Mr. Hardy also proposed that the board close two of the 11 schools that would become virtually all-black and reassign their students in a manner that would promote integration. Mr. McLaughlin said that those two changes would reduce the number of black students attending predominantly black schools by 15 percent.
In addition, the compromise plan calls for reduced pupil-teacher ratios in schools where 80 percent or more of the students qualify for free or reduced-price lunches, and the establishment of a monitoring committee to oversee programs and resources at schools that would remain predominantly minority.
Mr. McLaughlin said the Norfolk board would hold several public hearings on the proposal before putting it to a vote on April 14.
Federal courts have also taken action recently in school-desegregation cases in the following cities:
Oklahoma City.A federal appeals court heard arguments last month in a school-desegregation dispute almost identical to the one in Norfolk.

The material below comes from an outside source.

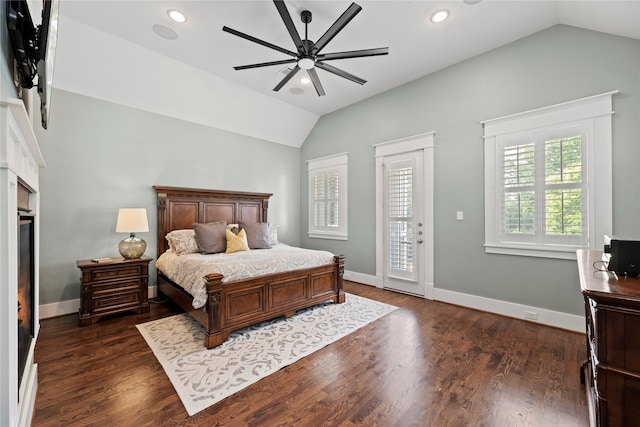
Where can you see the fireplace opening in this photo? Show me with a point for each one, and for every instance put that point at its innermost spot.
(26, 286)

At issue was the constitutionality of the decision by the Oklahoma City school board last September to end cross-town busing in grades 1 through 4 in favor of a neighborhood-school assignment policy. The plan, which was approved by a federal district court in April 1985, left 11 of the district’s 64 schools more than 90 percent black and 22 schools more than 80 percent white.
Lawyers for the school board have argued that the new assignment policy was necessitated by demographic shifts in the city over the past decade that have naturally integrated schools previously included in the district’s busing plan.
Lawyers for the black parents who oppose the change contend, however, that the new policy results in the unconstitutional resegregation of the district.
Little Rock. Lawyers for school officials in Little Rock and neighboring Pulaski County have presented a federal district judge with desegregation plans in a major cross-district integration suit.
Initially, Little Rock officials won federal district court approval for a merger of their district with the predominantly white Pulaski County and North Little Rock districts. Last November, however, a federal appeals court ruled that the proper remedy in the case would be to establish magnet schools in Little Rock and shift the district boundary between Little Rock and Pulaski County to make it coterminous with the city boundary line.According to a spokesman for the Little Rock board, the plan it presented to the federal-district court on March 13 is modeled on the “controlled-choice” plan developed and now in use in Cambridge, Mass. Recently, a variation of the Cambridge approach was offered to a federal district court in a desegregation suit involving the San Jose, Calif., public schools.
A lawyer for the Pulaski County board, meanwhile, said that his clients have proposed additional boundary changes that would boost the number of blacks attending schools in their jurisdiction.
Earlier this year, the Pulaski . County board asked the U.S. Supreme Court to overturn the federal appeals court’s ruling in the case.
Milwaukee. A lawyer for the city school board recently announced that nine of 22 suburban school districts named in a cross-district desegregation suit have tentatively agreed to a settlement proposal
According to David S. Tatel, who represents the Milwaukee board in the case, the suburban districts have agreed to expand an existing voluntary interdistrict desegregation plan. The agreement calls for the transfer by 1990 of about 2,700 Milwaukee students to the suburbs and about 9,500 suburban students to the city.
Mr. Tatel said the suit against the remaining 13 suburban districts is currently scheduled to go to trial in May 1987.